Hearing resumes after judge denies Boeing motion

SEATTLE — A federal law enforcement agency’s hearing on allegations that the Boeing Co. broke federal labor laws when it moved work from its Everett plant to South Carolina resumes Wednesday morning in Seattle.

Last week, the federal judge presiding over the case denied a motion by the company’s lawyers to dismiss the complaint filed by investigators for the National Labor Relations Board.

“This reaffirms what we have said all along, that Boeing provided no facts or legal basis as to why the case should be dismissed,” said Connie Kelliher, spokeswoman for Machinists Union District Lodge 751. “The case will now proceed to a trial, as it should, on its merits.”

In a 19-page ruling issued June 30, Judge Clifford Anderson said many of the arguments Boeing had made in its motion to dismiss couldn’t be decided until after more evidence is presented in court.

But representatives of District 751 pointed out three key decisions by the judge that represent clear wins for the NLRB, which accuses Boeing of illegally retaliating against union members by moving the second 787 final assembly line, plus associated supply chain work, away from established factories in Washington and Oregon to new plants in South Carolina.

  • Judge Anderson rejected claims by Boeing lawyers that comments by CEO Jim McNerney – that the company was moving work away from Puget Sound because of past strikes — could not be construed as unlawful threats against workers.
  • Anderson cited settled NLRB case law in rejecting Boeing’s arguments that it was free to place a second 787 line in South Carolina because it was “new work,” and thus Puget Sound workers were not yet harmed by the move.

Both claims have been pillars of Boeing’s increasingly public and political defense for the discriminatory transfer of work from Puget Sound to South Carolina.

Finally, Anderson rejected Boeing’s attempt to narrow an NLRB proposal to move the 787 work back to Puget Sound and Portland as a remedy for the alleged violation of the law. The judge noted that returning the work to where it belongs is a standard remedy in similar NLRB cases, and it is too early in the proceedings to make any judgments on remedies.
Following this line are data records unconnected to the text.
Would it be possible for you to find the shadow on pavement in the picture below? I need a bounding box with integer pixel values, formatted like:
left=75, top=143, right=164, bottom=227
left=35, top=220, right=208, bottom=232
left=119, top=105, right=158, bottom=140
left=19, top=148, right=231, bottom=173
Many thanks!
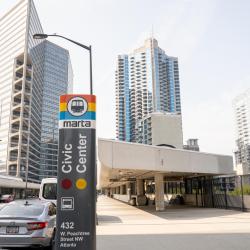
left=98, top=215, right=122, bottom=224
left=137, top=205, right=245, bottom=220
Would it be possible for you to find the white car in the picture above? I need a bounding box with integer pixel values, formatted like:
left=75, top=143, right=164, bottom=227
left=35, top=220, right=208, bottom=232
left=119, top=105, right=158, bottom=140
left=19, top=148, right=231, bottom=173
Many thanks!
left=0, top=194, right=14, bottom=203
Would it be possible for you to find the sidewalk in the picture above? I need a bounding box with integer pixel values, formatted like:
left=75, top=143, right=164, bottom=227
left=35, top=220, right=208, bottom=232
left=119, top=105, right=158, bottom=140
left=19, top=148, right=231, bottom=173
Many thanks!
left=97, top=195, right=250, bottom=250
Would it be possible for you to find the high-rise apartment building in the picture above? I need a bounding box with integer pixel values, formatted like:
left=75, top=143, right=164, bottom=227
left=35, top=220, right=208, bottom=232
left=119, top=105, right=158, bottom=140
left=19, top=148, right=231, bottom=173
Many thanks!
left=0, top=0, right=73, bottom=182
left=115, top=38, right=181, bottom=142
left=233, top=89, right=250, bottom=174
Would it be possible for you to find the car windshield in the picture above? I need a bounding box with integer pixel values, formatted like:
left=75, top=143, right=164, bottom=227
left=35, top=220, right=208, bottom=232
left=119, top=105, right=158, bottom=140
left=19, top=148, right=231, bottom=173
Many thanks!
left=0, top=204, right=44, bottom=217
left=43, top=183, right=57, bottom=200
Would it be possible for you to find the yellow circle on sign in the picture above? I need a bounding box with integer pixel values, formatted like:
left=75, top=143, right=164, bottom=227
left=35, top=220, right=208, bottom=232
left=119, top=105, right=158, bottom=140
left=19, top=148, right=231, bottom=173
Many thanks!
left=76, top=178, right=87, bottom=190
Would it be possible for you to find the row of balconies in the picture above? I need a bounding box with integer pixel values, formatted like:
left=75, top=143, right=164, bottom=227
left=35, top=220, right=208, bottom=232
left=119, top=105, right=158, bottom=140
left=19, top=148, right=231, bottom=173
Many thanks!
left=15, top=75, right=32, bottom=82
left=10, top=139, right=28, bottom=148
left=130, top=59, right=146, bottom=64
left=7, top=55, right=33, bottom=174
left=13, top=93, right=30, bottom=103
left=11, top=124, right=29, bottom=133
left=14, top=85, right=31, bottom=95
left=16, top=59, right=32, bottom=69
left=12, top=110, right=29, bottom=119
left=9, top=150, right=27, bottom=162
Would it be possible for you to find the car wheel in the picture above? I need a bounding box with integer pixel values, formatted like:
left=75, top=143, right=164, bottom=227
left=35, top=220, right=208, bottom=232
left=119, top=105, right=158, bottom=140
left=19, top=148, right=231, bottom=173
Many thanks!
left=43, top=231, right=55, bottom=250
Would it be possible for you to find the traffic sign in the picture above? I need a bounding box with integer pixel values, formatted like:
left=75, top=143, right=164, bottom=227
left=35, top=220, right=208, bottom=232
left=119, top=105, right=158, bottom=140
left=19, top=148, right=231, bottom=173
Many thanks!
left=56, top=94, right=96, bottom=250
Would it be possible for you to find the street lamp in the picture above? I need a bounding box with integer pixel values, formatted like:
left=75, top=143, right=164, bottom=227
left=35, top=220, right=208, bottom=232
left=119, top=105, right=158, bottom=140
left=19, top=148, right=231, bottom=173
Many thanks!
left=33, top=33, right=93, bottom=95
left=34, top=33, right=97, bottom=249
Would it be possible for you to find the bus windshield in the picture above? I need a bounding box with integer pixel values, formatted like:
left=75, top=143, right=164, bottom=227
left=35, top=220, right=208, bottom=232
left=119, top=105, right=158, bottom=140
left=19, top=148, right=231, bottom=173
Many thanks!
left=42, top=183, right=57, bottom=200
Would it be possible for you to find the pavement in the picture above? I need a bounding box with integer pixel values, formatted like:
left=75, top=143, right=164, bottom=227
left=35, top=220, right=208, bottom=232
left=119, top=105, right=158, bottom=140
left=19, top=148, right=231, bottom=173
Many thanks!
left=97, top=195, right=250, bottom=250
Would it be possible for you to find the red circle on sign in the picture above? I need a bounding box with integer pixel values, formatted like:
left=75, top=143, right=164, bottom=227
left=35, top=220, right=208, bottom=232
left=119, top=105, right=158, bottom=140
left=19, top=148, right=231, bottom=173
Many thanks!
left=61, top=179, right=72, bottom=189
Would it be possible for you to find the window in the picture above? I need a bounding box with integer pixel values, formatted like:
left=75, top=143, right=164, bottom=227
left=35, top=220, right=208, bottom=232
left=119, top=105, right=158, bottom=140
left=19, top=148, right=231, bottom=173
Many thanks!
left=0, top=204, right=44, bottom=216
left=42, top=183, right=57, bottom=200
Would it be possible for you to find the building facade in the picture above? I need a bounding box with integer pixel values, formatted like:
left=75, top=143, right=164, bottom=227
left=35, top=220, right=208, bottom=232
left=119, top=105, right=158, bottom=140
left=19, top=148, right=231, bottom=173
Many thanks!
left=0, top=0, right=72, bottom=182
left=233, top=89, right=250, bottom=174
left=115, top=38, right=181, bottom=143
left=137, top=112, right=183, bottom=148
left=39, top=41, right=73, bottom=179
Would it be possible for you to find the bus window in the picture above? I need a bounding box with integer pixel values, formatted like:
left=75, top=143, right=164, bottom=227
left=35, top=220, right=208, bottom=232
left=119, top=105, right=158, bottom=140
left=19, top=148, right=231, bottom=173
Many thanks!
left=42, top=183, right=57, bottom=200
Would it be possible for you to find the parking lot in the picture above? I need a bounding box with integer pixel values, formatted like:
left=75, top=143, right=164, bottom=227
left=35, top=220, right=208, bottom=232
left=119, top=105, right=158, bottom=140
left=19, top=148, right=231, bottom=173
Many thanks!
left=97, top=196, right=250, bottom=250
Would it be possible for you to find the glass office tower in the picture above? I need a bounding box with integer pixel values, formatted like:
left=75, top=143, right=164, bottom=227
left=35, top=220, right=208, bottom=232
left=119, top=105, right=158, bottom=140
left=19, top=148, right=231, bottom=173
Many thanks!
left=115, top=38, right=181, bottom=142
left=40, top=41, right=73, bottom=179
left=0, top=0, right=73, bottom=182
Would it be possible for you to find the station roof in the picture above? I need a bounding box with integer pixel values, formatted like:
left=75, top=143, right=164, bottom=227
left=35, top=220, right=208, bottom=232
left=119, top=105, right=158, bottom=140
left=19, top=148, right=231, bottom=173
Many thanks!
left=98, top=139, right=234, bottom=188
left=0, top=174, right=40, bottom=189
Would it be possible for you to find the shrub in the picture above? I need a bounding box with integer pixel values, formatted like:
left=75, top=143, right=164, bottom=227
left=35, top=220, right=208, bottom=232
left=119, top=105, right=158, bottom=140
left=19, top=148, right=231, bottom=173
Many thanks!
left=229, top=185, right=250, bottom=196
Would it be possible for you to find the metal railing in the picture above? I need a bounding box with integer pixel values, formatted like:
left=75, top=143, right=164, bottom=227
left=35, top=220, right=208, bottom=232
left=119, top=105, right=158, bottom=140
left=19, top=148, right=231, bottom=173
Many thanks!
left=184, top=175, right=250, bottom=211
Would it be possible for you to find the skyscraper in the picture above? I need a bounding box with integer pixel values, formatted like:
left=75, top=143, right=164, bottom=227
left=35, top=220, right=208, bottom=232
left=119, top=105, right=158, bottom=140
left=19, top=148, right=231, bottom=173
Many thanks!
left=39, top=41, right=73, bottom=179
left=233, top=89, right=250, bottom=174
left=115, top=38, right=181, bottom=142
left=0, top=0, right=73, bottom=182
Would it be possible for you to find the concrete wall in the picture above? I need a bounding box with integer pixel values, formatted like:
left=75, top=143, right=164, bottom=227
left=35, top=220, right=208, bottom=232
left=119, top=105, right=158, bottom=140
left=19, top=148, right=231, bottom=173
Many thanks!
left=151, top=113, right=183, bottom=149
left=243, top=195, right=250, bottom=210
left=113, top=194, right=130, bottom=203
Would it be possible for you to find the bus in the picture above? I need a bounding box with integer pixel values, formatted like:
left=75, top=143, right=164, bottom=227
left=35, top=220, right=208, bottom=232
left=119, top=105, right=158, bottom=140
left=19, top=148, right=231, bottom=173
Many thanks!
left=39, top=178, right=57, bottom=205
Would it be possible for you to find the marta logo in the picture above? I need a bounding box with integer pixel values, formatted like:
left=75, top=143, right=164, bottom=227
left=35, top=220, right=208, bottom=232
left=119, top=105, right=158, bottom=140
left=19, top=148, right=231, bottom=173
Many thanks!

All of Boeing’s other pre-trial efforts to derail the case were rejected entirely.

Originally formed in 1935 to represent hourly workers at Boeing, District 751 now represents 28,000 working men and women at 44 employers across Washington, Oregon and California. In 2010, District 751 members used collective bargaining to reach contracts with 22 of those employers, without a single work day lost to strikes.